Hello... And Farewell Read online




  Published by Mojocastle Press, LLC

  Price, Utah

  This book is a work of fiction. Any resemblance to actual events, locales or persons, living or dead, is completely coincidental.

  Hello...and Farewell

  Free Title(Not for resale)

  Copyright ã 2007 Michael Barnette

  Cover Art Copyright @ 2007 Mojocastle Press

  All rights reserved.

  Excluding legitimate review sites and review publications, the reproduction or utilization of this work in whole or in part in any form by any electronic, mechanical or other means, now known or hereafter invented, is forbidden without the written permission of the publisher.

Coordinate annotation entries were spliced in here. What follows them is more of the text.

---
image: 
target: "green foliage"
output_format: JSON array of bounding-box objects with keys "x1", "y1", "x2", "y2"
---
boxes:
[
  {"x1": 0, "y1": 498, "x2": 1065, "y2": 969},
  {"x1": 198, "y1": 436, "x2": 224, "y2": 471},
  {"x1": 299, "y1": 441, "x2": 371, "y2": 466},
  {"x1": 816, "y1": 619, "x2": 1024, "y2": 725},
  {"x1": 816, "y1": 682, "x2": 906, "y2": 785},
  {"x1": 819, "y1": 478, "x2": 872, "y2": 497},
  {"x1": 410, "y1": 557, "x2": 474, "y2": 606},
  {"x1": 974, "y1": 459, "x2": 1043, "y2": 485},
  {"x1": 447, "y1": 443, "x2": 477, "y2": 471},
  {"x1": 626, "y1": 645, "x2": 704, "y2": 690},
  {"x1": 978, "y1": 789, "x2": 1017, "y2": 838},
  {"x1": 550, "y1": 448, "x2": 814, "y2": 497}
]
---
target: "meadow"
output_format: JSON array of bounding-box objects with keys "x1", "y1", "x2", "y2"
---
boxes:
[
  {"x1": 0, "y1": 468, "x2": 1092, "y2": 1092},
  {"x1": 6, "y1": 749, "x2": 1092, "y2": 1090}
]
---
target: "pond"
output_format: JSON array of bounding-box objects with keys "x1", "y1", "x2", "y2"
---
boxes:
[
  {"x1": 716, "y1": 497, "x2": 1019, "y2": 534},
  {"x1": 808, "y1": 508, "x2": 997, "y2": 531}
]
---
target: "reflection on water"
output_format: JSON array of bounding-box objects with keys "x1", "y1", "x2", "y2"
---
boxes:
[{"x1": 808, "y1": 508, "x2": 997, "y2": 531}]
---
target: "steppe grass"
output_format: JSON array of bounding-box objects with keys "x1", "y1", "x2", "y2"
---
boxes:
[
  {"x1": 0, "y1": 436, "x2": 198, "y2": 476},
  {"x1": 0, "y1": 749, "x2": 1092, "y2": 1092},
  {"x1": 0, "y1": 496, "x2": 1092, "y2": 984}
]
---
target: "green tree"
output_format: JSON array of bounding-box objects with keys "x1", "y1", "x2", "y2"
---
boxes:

  Copying, scanning, uploading, selling and distribution of this book via the Internet or any other means without permission from the publisher is illegal, punishable by law and will be prosecuted.

  Available online at:

  http://www.mojocastle.com/

  Also By Michael Barnette:

  All Hellos: A Mojocastle Trick

  [Gryphon and Adrian]

  Mercykill: Shattered Melody

  Through Neon Eyes Series

  and

  GameNet Series

  [Bells]

  Hello... And Farewell

  Clouds hid the moon, blanketing the ruins in a darkness worthy of the Pit, transforming the shattered remnants of the castle into an horrific vision straight out of Dante.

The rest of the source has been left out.